Happy Birthday Jamie.


----------



## glass man (Oct 16, 2009)

SEEMS LIKE THEY AIN'T A LOT OF US LIBRA-US-IS-ROUND LIKE THE OTHERS! THANK YOU TOM!

 THANKS "CAPTAIN" I LOVE YOU AND ALL MY BROS. AND SISTERS UP IN HERE!

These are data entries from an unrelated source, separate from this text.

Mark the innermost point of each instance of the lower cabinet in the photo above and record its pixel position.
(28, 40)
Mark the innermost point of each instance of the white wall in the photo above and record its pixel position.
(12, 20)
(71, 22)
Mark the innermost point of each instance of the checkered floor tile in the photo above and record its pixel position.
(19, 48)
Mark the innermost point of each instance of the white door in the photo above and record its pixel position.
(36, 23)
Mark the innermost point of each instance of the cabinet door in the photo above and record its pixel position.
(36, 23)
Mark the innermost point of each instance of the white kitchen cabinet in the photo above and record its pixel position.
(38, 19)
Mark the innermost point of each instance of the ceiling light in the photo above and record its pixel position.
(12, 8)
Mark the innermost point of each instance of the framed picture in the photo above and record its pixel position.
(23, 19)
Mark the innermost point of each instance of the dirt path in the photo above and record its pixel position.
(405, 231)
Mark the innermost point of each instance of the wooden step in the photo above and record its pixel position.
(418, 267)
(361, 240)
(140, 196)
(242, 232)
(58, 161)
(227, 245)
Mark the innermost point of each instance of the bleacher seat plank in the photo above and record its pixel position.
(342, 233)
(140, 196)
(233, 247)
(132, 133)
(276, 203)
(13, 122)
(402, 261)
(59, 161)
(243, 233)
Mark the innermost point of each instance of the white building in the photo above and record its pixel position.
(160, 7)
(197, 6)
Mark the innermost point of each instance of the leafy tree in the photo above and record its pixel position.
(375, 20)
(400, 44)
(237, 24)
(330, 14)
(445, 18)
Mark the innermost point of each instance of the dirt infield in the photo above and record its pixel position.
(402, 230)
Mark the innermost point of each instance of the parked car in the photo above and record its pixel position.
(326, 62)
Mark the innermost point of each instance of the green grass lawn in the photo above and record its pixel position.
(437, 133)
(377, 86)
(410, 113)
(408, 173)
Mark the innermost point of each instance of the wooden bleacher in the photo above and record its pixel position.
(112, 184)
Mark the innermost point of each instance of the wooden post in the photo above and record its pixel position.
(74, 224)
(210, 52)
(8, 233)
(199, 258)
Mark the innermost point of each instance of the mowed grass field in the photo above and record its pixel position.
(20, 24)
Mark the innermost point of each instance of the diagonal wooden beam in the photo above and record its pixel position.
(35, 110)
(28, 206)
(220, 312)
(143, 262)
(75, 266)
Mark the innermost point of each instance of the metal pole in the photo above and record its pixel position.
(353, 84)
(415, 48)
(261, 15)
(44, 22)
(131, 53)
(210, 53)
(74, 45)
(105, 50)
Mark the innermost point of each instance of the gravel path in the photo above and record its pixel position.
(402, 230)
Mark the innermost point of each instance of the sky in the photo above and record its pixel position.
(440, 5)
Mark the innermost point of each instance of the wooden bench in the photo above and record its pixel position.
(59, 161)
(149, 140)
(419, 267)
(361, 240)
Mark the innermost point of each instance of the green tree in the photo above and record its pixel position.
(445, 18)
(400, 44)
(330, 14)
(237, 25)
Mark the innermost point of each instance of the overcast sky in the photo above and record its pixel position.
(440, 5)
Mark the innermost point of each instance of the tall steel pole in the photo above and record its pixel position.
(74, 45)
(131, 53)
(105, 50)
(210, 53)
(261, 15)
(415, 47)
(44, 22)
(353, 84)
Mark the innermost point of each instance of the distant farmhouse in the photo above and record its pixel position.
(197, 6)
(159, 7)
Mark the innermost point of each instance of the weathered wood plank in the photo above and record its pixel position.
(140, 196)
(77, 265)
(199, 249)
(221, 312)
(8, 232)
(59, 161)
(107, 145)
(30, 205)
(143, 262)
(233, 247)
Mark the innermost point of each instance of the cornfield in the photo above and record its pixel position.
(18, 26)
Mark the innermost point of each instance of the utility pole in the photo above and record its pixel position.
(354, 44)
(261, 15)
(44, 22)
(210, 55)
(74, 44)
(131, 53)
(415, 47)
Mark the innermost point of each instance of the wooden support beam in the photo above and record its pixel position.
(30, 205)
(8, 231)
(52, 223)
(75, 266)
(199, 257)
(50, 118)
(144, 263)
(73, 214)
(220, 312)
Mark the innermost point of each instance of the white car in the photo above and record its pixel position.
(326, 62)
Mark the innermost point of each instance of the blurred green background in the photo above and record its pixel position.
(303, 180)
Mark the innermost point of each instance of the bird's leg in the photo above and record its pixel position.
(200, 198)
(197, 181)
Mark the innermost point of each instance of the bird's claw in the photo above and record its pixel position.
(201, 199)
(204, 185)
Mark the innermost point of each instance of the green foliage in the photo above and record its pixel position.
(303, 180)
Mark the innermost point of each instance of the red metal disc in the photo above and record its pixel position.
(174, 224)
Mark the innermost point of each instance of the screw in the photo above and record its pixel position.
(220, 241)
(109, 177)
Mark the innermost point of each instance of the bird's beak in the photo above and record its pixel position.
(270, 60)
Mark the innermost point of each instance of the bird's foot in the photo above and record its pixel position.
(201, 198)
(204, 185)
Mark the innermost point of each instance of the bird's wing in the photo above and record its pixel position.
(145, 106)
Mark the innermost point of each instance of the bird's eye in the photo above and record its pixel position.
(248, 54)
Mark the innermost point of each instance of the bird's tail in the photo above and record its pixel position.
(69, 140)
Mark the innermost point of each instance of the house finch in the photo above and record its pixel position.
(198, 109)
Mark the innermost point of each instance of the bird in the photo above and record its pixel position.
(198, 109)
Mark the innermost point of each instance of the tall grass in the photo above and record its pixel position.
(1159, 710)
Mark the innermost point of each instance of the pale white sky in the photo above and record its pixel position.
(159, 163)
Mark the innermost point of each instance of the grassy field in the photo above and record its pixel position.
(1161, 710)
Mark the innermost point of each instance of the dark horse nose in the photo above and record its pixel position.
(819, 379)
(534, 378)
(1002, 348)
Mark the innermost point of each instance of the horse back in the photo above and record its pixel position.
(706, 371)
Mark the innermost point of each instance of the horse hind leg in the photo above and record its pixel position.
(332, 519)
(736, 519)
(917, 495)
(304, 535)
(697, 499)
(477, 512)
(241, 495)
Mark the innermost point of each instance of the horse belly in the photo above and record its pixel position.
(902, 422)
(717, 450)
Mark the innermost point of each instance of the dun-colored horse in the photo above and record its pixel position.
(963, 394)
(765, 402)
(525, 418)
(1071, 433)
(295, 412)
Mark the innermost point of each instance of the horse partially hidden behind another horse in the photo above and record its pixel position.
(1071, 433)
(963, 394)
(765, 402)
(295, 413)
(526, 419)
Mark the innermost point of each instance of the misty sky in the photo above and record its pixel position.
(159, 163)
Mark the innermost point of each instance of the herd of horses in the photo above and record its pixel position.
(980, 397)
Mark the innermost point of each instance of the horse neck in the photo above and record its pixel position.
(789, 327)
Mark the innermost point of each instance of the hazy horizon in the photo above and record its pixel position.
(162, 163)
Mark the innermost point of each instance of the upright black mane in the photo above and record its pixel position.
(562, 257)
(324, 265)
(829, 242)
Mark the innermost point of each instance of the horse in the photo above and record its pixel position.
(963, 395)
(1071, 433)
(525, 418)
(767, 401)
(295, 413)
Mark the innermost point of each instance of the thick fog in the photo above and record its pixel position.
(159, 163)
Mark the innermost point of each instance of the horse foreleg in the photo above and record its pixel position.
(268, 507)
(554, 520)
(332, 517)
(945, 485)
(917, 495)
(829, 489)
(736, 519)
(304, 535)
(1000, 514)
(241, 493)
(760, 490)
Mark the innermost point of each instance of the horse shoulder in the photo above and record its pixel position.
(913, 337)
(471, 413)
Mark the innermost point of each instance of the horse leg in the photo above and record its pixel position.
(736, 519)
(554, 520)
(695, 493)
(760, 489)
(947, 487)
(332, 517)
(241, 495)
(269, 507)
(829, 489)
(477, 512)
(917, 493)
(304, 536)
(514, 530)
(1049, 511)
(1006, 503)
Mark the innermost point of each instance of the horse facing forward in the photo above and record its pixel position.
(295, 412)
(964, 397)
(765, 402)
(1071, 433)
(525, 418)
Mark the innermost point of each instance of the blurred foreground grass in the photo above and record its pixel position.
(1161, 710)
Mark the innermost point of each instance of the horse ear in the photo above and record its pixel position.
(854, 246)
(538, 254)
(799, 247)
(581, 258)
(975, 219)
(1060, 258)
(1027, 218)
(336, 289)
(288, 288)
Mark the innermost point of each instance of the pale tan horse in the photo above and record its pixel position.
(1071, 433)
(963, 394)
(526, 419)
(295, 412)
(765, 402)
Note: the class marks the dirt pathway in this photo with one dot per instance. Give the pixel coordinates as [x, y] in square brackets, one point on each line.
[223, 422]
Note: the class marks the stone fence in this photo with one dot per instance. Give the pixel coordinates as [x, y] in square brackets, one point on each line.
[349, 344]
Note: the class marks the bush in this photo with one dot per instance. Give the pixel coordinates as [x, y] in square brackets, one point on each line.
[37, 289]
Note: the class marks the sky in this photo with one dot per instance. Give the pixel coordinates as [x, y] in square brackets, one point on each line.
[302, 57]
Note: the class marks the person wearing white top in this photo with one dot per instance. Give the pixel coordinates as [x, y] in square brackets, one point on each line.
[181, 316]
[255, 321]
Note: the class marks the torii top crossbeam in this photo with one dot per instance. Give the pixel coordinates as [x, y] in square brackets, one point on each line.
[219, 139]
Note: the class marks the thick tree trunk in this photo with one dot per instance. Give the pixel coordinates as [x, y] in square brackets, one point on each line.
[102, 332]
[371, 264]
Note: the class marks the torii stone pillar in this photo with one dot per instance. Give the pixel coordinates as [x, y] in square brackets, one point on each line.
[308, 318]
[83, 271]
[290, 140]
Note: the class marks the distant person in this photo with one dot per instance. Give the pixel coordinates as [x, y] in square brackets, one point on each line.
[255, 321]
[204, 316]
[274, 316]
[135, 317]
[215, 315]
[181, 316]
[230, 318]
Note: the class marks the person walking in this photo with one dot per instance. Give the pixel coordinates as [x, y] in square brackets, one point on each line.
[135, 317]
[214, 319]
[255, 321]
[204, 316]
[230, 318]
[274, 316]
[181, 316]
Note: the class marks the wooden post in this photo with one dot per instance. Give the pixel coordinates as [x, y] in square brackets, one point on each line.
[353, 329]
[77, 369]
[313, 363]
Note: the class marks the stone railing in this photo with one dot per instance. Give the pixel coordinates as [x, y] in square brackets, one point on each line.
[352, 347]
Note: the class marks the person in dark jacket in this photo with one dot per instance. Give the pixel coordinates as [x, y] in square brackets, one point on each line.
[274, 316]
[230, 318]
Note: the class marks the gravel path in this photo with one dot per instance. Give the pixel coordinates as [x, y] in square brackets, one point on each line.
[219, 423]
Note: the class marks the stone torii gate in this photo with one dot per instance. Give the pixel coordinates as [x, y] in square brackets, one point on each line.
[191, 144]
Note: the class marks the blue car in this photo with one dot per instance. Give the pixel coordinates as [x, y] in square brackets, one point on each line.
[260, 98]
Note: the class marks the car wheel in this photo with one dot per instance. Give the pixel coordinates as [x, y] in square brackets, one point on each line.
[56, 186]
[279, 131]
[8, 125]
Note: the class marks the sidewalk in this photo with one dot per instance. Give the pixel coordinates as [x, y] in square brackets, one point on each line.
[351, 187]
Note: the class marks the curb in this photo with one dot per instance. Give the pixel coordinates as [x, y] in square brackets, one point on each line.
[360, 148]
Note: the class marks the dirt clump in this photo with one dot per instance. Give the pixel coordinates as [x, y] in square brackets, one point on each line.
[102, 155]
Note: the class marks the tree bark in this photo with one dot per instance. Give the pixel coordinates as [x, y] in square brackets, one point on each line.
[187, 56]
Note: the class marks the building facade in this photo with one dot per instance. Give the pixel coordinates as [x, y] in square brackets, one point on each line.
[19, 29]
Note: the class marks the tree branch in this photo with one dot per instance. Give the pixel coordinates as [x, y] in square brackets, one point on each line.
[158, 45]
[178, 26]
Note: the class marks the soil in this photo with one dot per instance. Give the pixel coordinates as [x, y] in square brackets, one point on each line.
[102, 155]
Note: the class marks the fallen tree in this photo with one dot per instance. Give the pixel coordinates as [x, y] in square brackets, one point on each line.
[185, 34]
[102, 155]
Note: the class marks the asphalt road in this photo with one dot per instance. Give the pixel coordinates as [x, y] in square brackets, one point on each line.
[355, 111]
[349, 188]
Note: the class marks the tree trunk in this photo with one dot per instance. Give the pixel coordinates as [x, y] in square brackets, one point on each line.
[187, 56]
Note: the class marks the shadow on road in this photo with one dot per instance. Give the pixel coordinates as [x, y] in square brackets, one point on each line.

 SEE YALL ON THE DARK SIDE OF THE MOON OR IN THE GOOD MORNING STARSHINE! [&:] JAMIE


----------



## Stardust (Oct 17, 2009)

[/font]HAPPY BELATED BIRTHDAY JAMIE[/font]
 [/font]I HOPE IT WAS A BLESSED & HAPPY ONE .
 
THE BUTTERFLY COUNTS MONTHS, BUT MOMENTS, AND YET HAS TIME ENOUGH.
 TIME-O LORD, how swiftly it seems to fly, THANK YOU FOR REMINDING ME THAT there is time
 enough for what you have planned for my life.  AMEN
 LOVE YOU ALWAYS~ Star* []

from: antique rose teapot


----------



## ajohn (Oct 17, 2009)

HAPPY BIRTHDAY BROTHER!
 29 AGAIN?????YOU DON'T LOOK A DAY OVER 29 AND1/2[]


----------



## glass man (Oct 18, 2009)

THANK YOU STAR![]  ANTHONY I DON'T FEEL A DAY UNDER 100 SOME DAYS![] I THANK YOU AND JANE ON HOW YOUNG I LOOK,BUT YALL NEED GLASSES,NEW GLASSES,OR YOU ARE REFERRING TO THE PIC. NINA TOOK OF ME AT 5 YEARS OLD?[][][]

 I THANK ALL FOR BEING HERE! DON'T LET THE BAD STUFF GOES DOWN ON HERE KEEP ANY AWAY! [WELL MOST ANY WAY!] LIKE THE BEAGLES WROTE "WE CAN WORK IT OUT"![8D] JAMIE


----------